Tim Ferriss of The Four Hour Workweek talks about “batching,” a technique he uses to be more efficient with his time.
Batch printing can be used to explain how it works. When a t-shirt is produced and the design is printed onto it, the cost of 1 t-shirt might be $151, while the cost of 5 t-shirts might be $155 (given that the the cost of a plain shirt is $1). $150 is spent towards the set up and plate creation fees.
So, the bulk of the time and expense in producing t-shirts is due to the burden of setting up the printing plates.
Similarly, when you get ready to do a given task – whether it is answering emails, doing bills or stuffing envelopes – it takes you a certain amount of time to get prepared and set up to do the task. Then, once you finally get “in the zone” and are busy executing the task, you can be extremely efficient and get a lot done.
Batching from a time management perspective means that you save time when you do a good number of tasks within a certain category at one time, at intervals that are not too frequent but still effective. With emails, for example, Ferriss batches his by answering them twice a day to avoid spending time in getting in and out of the zone of processing emails.

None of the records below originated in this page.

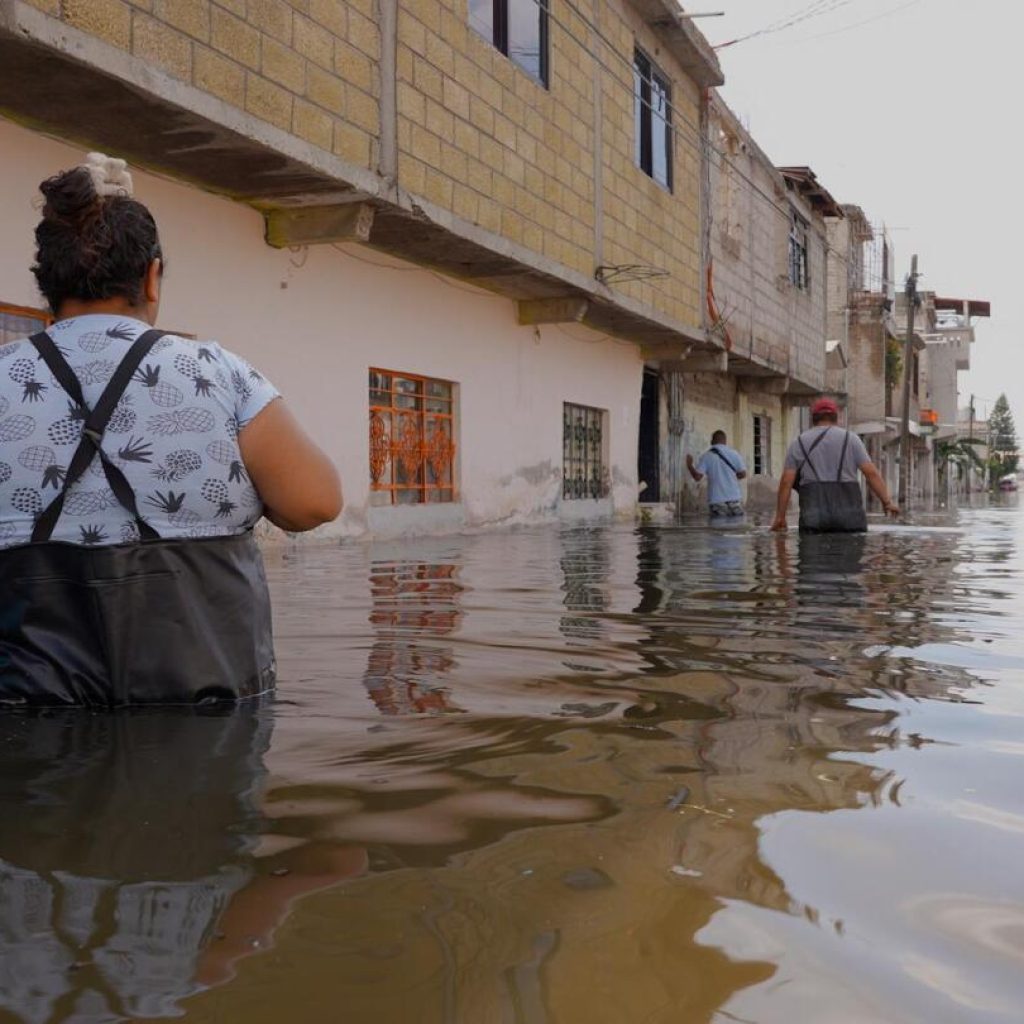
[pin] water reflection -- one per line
(415, 604)
(697, 775)
(128, 872)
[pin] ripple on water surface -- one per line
(674, 774)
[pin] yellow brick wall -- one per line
(307, 67)
(644, 223)
(479, 136)
(476, 134)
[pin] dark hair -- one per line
(91, 247)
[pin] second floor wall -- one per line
(767, 282)
(557, 140)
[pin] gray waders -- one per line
(829, 506)
(148, 623)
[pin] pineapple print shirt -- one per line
(174, 435)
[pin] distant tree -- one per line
(961, 454)
(1003, 456)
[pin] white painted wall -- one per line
(314, 321)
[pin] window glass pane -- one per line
(584, 472)
(526, 36)
(481, 17)
(18, 325)
(641, 91)
(412, 449)
(660, 132)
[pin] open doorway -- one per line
(648, 458)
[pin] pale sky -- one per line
(913, 117)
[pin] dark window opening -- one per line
(412, 438)
(518, 29)
(584, 471)
(653, 120)
(800, 274)
(762, 445)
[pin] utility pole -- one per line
(970, 462)
(910, 291)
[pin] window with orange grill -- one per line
(19, 322)
(412, 438)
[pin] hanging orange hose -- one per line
(713, 311)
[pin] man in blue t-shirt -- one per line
(724, 468)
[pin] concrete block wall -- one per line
(310, 69)
(642, 222)
(477, 135)
(866, 368)
(769, 320)
(551, 169)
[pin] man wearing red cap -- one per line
(822, 465)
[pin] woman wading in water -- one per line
(133, 466)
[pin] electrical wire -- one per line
(858, 25)
(816, 9)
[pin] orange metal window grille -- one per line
(19, 322)
(412, 437)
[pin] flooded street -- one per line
(556, 775)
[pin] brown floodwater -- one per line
(556, 776)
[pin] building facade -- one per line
(452, 236)
(766, 305)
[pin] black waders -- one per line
(830, 506)
(154, 622)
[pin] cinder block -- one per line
(235, 38)
(326, 89)
(217, 75)
(161, 45)
(190, 16)
(272, 17)
(268, 101)
(313, 124)
(282, 65)
(313, 41)
(108, 19)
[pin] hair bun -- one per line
(110, 175)
(71, 197)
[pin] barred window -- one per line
(652, 100)
(19, 322)
(584, 461)
(762, 445)
(800, 274)
(518, 29)
(412, 438)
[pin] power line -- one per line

I’ve experimented in doing this with my lunches and, as someone who can get excited about leftovers, it’s a technique that I love.
On Sunday afternoon, I’ll decide on a menu and plan out my meals for the week. I’ll then head over to the grocery store, pick up groceries for the week and cook a few huge pots of food that I can eat during the week. This has also helped to be more efficient at the grocery store, given that I actually plan meals and the ingredients which go into making them ahead of time.
Try it! It saves me time and hassle during the week, plus it gives me a fresh and healthy lunch option during the work day.
Do you batch in order to save time during the week?